This post is going to discuss some of the analysis I had to do in a project recently. The project is the creation of a basketball manager game. During the design phase of the project it became clear that one of the most important aspects of the project was going to be defining and implementing accurate player behaviour. So I had to come up with some method of defining different players and how they played. I came across a talk From 5 to 13: Redefining the Positions in Basketball from the Sloan Sports Conference 2012. This started me down the track of finding different player types and the players that fit into each group. Then from reading Basketball Analytics: Spatial Tracking by Stephen Shea I had a method of calculating these groups.
The first step is to collect the data. This came from two places. During the design phase this came from basketball-reference.com which contains a large database of basketball statistics. All the player data was collected from the 2013-2014 season and saved in a spreadsheet. During the evaluation phase this data came from the output of simulations. Once the data is stored in a spreadsheet the data must be standardized. This is done by subtracting average and dividing by the standard deviation of each statistic. However the standardize function supplied with google spreadsheets was used to speed up this process.

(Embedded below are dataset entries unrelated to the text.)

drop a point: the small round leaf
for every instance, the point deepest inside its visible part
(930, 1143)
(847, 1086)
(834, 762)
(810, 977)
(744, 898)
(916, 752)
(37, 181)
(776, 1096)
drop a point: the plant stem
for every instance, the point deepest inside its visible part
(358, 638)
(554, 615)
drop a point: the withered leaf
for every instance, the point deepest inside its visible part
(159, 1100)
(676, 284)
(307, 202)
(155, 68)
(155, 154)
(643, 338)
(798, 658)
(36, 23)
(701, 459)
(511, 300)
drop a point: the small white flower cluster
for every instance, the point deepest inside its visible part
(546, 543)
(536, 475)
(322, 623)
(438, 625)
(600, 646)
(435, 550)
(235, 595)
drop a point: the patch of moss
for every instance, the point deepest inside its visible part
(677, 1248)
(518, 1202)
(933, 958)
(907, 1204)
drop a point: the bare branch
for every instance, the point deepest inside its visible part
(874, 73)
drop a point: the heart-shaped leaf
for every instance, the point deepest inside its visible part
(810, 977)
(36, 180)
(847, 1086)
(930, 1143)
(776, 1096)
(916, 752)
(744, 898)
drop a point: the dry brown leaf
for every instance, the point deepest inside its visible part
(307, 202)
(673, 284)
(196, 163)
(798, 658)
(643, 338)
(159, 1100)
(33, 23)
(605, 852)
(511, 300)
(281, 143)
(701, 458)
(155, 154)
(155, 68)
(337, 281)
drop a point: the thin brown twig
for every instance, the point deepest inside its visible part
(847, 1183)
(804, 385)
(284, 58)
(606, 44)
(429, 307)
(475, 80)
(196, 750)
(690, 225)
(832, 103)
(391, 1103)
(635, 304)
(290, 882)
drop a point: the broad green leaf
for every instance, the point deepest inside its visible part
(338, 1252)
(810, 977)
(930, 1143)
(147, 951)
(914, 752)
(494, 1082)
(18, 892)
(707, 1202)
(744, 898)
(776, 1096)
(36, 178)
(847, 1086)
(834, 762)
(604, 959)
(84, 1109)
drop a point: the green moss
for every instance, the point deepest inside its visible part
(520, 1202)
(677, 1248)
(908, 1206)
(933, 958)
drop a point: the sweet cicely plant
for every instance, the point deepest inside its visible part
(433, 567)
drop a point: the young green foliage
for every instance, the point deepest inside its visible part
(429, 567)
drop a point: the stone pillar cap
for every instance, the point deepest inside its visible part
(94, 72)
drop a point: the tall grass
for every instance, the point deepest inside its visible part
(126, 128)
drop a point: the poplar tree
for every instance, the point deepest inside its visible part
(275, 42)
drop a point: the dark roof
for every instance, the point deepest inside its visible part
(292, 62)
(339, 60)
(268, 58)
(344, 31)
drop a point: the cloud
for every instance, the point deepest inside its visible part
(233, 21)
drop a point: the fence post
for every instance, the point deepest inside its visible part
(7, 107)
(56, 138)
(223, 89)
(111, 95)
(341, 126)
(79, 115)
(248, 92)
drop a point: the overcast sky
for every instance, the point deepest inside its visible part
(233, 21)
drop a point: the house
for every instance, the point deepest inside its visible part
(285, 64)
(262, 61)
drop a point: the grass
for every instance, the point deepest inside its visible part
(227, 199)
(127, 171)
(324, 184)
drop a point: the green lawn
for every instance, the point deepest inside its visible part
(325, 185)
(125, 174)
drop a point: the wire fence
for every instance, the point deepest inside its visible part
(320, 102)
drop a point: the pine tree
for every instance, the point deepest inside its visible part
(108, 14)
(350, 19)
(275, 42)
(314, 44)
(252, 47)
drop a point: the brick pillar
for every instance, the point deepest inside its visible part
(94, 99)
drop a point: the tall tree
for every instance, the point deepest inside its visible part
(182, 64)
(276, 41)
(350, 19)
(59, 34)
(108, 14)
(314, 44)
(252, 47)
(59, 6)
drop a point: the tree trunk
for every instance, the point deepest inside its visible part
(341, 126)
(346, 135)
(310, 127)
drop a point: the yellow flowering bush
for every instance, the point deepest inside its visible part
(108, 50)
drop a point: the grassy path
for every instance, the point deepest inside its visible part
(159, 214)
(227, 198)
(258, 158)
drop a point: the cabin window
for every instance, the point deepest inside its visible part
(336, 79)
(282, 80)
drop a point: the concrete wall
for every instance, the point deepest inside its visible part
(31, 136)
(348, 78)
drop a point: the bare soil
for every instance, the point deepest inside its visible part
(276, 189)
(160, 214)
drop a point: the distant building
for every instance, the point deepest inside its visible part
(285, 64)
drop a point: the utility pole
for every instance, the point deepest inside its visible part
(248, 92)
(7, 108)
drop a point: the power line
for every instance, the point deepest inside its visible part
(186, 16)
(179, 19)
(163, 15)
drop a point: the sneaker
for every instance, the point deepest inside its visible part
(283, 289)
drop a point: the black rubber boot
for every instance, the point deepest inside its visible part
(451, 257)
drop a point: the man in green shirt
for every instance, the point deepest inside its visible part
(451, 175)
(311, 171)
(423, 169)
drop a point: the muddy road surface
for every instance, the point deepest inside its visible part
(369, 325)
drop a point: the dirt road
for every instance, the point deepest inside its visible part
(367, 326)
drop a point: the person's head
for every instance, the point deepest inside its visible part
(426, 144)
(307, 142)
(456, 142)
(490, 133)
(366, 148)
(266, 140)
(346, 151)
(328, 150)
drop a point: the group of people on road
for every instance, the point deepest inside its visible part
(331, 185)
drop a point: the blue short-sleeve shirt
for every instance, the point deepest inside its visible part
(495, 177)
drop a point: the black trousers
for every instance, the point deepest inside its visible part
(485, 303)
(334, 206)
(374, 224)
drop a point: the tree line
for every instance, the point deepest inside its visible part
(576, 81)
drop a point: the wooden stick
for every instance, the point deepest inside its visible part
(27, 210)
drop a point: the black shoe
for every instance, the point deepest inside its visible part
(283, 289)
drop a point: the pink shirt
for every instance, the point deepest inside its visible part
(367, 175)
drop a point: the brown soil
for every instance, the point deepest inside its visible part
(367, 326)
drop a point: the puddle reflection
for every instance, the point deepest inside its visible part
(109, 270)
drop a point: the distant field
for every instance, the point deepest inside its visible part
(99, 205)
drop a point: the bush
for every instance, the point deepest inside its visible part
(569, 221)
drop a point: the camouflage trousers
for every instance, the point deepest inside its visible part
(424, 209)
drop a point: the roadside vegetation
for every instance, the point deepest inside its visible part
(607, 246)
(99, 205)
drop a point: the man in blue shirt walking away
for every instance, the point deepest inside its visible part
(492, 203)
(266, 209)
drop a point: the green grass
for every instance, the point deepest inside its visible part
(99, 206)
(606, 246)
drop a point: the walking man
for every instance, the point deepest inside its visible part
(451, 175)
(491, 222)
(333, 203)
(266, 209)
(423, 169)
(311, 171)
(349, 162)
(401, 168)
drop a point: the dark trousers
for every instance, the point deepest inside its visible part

The next step is to apply a filtration to the data. By doing this each player will get an x and y coordinate on a chart that is represented by their playstyle. The x and y coordinate is calculated by looking at certain standardized statistics that describe a player. For this project I used a simple filtration that looks at assists, rebounds, three point attempts and two point attempts, pictured above. A much more complex filtration could be used, however I felt it best to get a simple base to work from. The book describes a filtration containing 8 elements(directions) and using a wider array of statistics. The assists and rebounds are on the x axis and the three point and two point attempts are on the y axis. The calculation to get a player’s coordinates is:
PlayerX = rebounds – assists
PlayerY = two point attempts – three point attempts
This is applied to each player in the spreadsheet. The data can then be put into a chart using the x and y coordinates. Similar players will be grouped together and certain play styles can be found. The chart below shows the bubble chart of the NBA players in 2013-2014. It only includes players who played more than 30 minutes a game to make the chart more visible. Players are grouped by their team and use their points per game to measure the size of each bubble.
The final step is to group the players together. The image above shows a rough outline of the 9 player types that I found during analysis. Each of these types had to be implemented into the game so that the AI players could behave in that manner. The image below shows the 5 different positions in basketball playing as each of the different strategies as an “average” player. Its worth noting the slope between the 5 positions as you would expect. The point guard has more assists and takes more shots outside while the centre is getting a lot more rebounds. Also the increase/decrease in the y-axis matches how the strategies should be playing.
Finally we have the recreation of the Memphis Grizzlies and the Golden State Warriors in the game and their stats compared to real life. While the players aren’t all exactly matching up, most are close to where they should and playing in a similar manner. The project has been quite successful in recreating the game of basketball and used some good analytic techniques in proving this. I will continue to work on it in the future however, trying to get it even close to the NBA and real life basketball.